Organized by AA Bronson, with Joshua Siegel, Associate Curator, Department of Film, The Museum of Modern Art.

Wednesday, March 9, 2011

Alfred Hitchcock Geek


Found a blog I didn't know before - check the list to the right for a link to Alfred Hitchcock Geek -- where Portland hipster Joel Gunz posts really insightful personal essays on Hitchcock's greatness, usually emphasizing the distinctive, charged atmosphere of sexual repression that makes them unique. Gunz gets it.

Friday, March 4, 2011

The More You Know . . .


Extracurricular Sex Toy Lesson Draws Rebuke at Northwestern
By JACQUES STEINBERG
March 3, 2011

The president of Northwestern University said Thursday that he was “troubled and disappointed” by a psychology professor’s decision to present his students last week with a demonstration outside class that featured a couple engaging in a live sex act using a prop.

The demonstration had been arranged by J. Michael Bailey, whose Human Sexuality class has an enrollment of nearly 600. On Feb. 21, after concluding a lecture at a university auditorium about sexual arousal, Professor Bailey brought onto the stage a man whom he had invited to participate in a discussion of “kinky people,” according to an e-mail the professor later sent to his students that was reprinted by The Daily Northwestern.

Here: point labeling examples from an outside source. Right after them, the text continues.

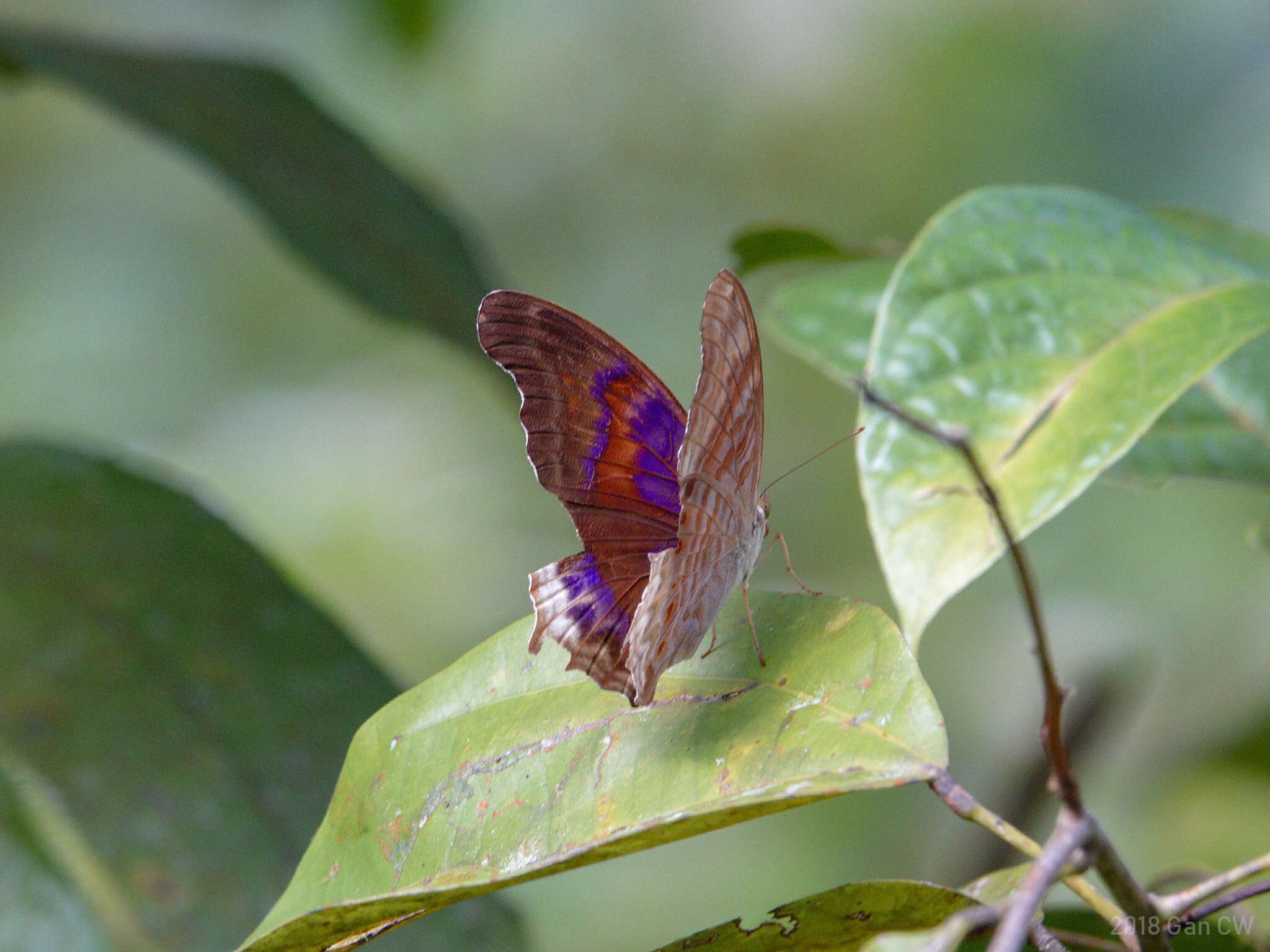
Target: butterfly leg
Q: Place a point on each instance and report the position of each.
(714, 638)
(753, 632)
(789, 568)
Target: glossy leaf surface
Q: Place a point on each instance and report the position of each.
(507, 767)
(1055, 325)
(318, 184)
(758, 248)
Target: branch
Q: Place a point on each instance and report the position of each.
(1070, 835)
(1178, 903)
(1082, 941)
(1047, 941)
(1219, 903)
(1052, 726)
(962, 803)
(1142, 923)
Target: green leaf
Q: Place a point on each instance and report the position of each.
(172, 714)
(827, 318)
(996, 886)
(842, 919)
(1259, 536)
(506, 767)
(758, 248)
(1221, 428)
(316, 183)
(1053, 324)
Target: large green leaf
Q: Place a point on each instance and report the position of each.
(1221, 428)
(841, 919)
(172, 714)
(758, 248)
(1055, 325)
(316, 183)
(506, 767)
(827, 316)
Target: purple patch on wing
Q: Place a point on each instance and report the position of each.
(600, 385)
(592, 601)
(660, 433)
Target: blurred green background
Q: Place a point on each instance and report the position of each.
(602, 155)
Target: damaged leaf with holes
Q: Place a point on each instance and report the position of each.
(842, 919)
(506, 767)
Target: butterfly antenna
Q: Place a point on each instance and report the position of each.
(835, 443)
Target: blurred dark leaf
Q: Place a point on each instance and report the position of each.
(316, 183)
(1055, 325)
(1251, 749)
(997, 885)
(827, 316)
(842, 919)
(1259, 536)
(172, 714)
(758, 248)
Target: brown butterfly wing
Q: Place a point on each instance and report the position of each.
(603, 434)
(722, 523)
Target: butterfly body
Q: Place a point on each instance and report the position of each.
(666, 503)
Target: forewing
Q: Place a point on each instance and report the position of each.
(718, 469)
(602, 431)
(603, 434)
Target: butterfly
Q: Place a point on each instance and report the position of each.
(667, 503)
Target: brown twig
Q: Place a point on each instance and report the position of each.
(1222, 901)
(1178, 903)
(1052, 725)
(1141, 923)
(1070, 835)
(1046, 940)
(962, 803)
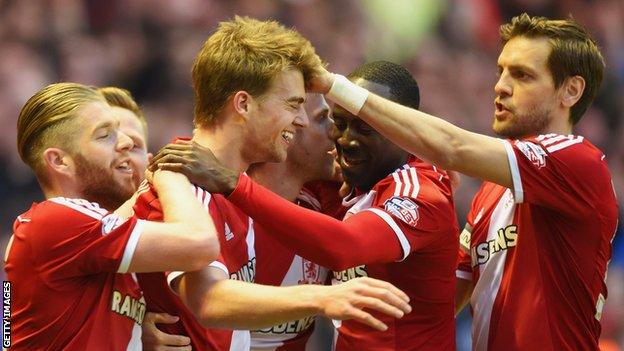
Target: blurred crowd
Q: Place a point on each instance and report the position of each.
(147, 47)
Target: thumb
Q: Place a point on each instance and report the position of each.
(165, 318)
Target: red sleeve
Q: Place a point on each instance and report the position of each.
(464, 257)
(417, 204)
(319, 238)
(73, 237)
(372, 236)
(562, 173)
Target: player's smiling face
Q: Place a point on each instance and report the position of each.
(526, 98)
(274, 118)
(130, 125)
(312, 149)
(101, 157)
(364, 155)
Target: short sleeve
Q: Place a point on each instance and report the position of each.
(554, 171)
(417, 205)
(72, 237)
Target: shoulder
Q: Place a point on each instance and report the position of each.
(72, 207)
(60, 216)
(568, 149)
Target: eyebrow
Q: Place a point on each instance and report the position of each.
(517, 67)
(297, 99)
(104, 125)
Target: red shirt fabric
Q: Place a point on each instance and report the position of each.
(278, 265)
(67, 261)
(403, 231)
(237, 260)
(538, 254)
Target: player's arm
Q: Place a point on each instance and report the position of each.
(186, 240)
(463, 292)
(429, 137)
(334, 244)
(155, 340)
(219, 302)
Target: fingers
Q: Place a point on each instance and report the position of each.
(378, 305)
(180, 342)
(154, 339)
(385, 285)
(162, 318)
(366, 318)
(168, 158)
(172, 348)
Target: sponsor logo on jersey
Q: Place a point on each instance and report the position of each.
(128, 306)
(505, 238)
(292, 327)
(311, 272)
(403, 208)
(246, 273)
(351, 273)
(228, 233)
(111, 222)
(464, 238)
(533, 152)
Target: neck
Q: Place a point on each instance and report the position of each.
(559, 124)
(60, 188)
(226, 143)
(279, 178)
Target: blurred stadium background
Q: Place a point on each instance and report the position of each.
(147, 46)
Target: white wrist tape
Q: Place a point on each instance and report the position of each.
(347, 94)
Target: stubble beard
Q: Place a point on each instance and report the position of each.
(534, 122)
(98, 184)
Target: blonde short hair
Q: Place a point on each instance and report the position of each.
(43, 121)
(245, 54)
(123, 98)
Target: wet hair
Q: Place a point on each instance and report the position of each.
(403, 86)
(245, 54)
(574, 53)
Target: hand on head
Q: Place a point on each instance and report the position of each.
(198, 163)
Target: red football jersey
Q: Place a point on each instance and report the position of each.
(279, 266)
(237, 260)
(538, 254)
(408, 224)
(67, 261)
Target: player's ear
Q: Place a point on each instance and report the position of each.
(58, 161)
(572, 90)
(242, 103)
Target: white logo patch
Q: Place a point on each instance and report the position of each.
(111, 222)
(403, 208)
(533, 152)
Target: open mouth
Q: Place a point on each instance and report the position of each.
(500, 110)
(124, 167)
(287, 136)
(350, 161)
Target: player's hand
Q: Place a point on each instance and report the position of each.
(155, 340)
(350, 300)
(321, 81)
(198, 163)
(455, 178)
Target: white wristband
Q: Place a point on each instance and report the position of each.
(347, 94)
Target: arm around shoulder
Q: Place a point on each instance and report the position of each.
(186, 240)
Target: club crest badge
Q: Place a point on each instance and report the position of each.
(311, 272)
(403, 208)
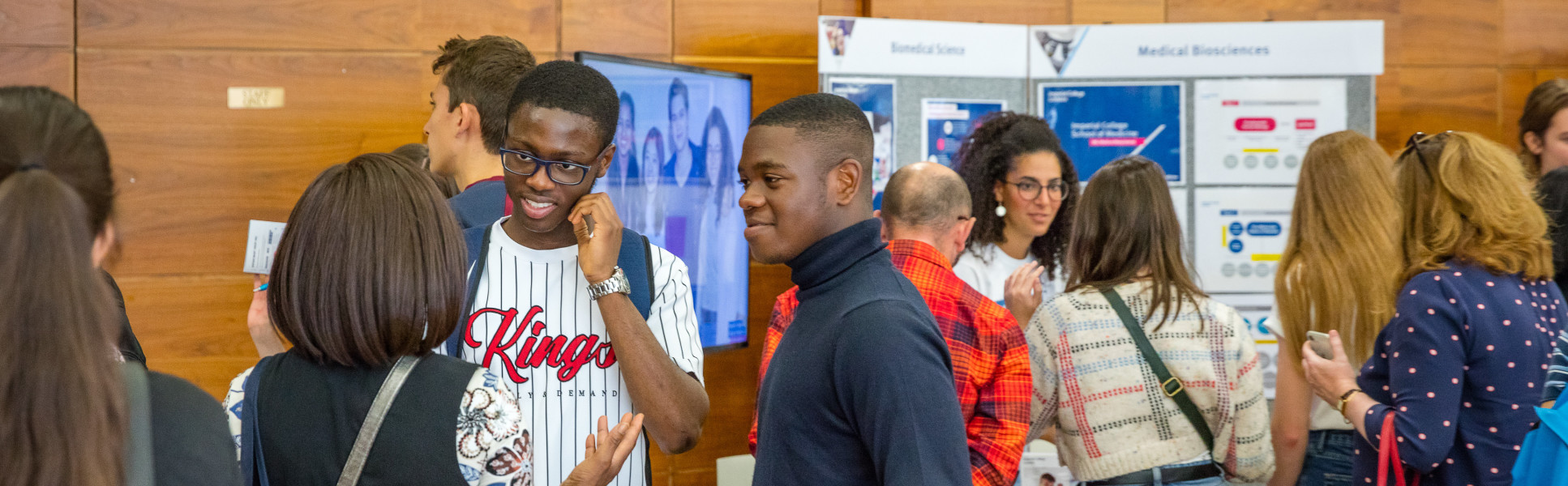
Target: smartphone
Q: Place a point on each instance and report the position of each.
(1321, 345)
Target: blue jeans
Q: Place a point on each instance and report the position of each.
(1329, 458)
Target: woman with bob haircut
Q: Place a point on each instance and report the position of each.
(70, 408)
(1022, 189)
(1118, 422)
(367, 279)
(1462, 364)
(1339, 270)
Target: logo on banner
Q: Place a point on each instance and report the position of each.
(1057, 43)
(839, 33)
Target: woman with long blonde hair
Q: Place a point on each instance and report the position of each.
(1339, 270)
(1462, 364)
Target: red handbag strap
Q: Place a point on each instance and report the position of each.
(1388, 455)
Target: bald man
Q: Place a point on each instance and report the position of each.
(926, 221)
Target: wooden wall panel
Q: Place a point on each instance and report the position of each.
(1118, 11)
(617, 27)
(36, 23)
(772, 80)
(1532, 32)
(311, 24)
(750, 28)
(195, 170)
(1435, 99)
(995, 11)
(46, 66)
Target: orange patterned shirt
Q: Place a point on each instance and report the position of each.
(990, 360)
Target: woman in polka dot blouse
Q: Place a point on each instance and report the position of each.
(1463, 361)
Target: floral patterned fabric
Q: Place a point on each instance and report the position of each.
(493, 439)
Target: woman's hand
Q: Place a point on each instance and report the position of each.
(606, 455)
(1330, 378)
(1022, 292)
(261, 323)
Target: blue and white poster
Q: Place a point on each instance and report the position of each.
(1103, 122)
(876, 97)
(948, 122)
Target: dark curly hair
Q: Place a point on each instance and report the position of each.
(985, 159)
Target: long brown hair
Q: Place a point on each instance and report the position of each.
(62, 395)
(1134, 231)
(985, 159)
(1465, 198)
(371, 267)
(1341, 266)
(1540, 107)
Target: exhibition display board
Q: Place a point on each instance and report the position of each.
(1225, 109)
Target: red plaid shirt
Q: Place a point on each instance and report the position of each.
(990, 360)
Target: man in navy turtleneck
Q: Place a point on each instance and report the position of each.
(859, 389)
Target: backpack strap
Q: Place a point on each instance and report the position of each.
(253, 464)
(139, 437)
(1170, 385)
(372, 425)
(477, 241)
(637, 262)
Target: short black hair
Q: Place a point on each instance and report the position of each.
(572, 88)
(678, 87)
(831, 122)
(480, 73)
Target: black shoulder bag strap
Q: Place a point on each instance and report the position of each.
(1170, 385)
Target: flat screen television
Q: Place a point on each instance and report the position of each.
(673, 177)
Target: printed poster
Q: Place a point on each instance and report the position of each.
(1099, 122)
(876, 97)
(946, 122)
(1258, 130)
(1240, 234)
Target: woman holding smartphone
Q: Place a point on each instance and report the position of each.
(1339, 271)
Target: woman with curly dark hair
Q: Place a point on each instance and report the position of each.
(1022, 187)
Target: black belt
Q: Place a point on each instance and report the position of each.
(1167, 475)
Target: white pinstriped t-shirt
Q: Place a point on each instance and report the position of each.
(535, 326)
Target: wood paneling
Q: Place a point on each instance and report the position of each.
(772, 80)
(995, 11)
(47, 66)
(193, 171)
(1532, 32)
(1435, 99)
(311, 24)
(756, 28)
(617, 27)
(36, 23)
(1118, 11)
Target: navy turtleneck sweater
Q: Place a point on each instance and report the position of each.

On the way to the stage, Professor Bailey wrote, the man, Ken Melvoin-Berg, the co-owner of a business called Weird Chicago Tours, “asked me whether it would be O.K. if one of the women with him demonstrated female ejaculation using equipment they had brought with them.”

After receiving what the professor called “explicit” warnings of what they were about to see, about 100 students watched as the woman was penetrated by the device.

Professor Bailey, who has taught at Northwestern for two decades, said in his e-mail that the presentation was part of an informal series of events — each “entirely optional” and “not covered on exams” — that had previously featured “a transsexual performer, two convicted sex offenders” and “a swinging couple.”

In his statement, Morton Schapiro, the university president, said: “Although the incident took place in an after-class session that students were not required to attend, and students were advised in advance, several times, of the explicit nature of the activity, I feel it represented extremely poor judgment on the part of our faculty member.”

Mr. Schapiro said the university would “investigate fully the specifics of this incident, and also clarify what constitutes appropriate pedagogy, both in this instance and in the future.”

In his e-mail to his class, Professor Bailey expressed no regrets.

“Student feedback for this event,” he said, “was uniformly positive.”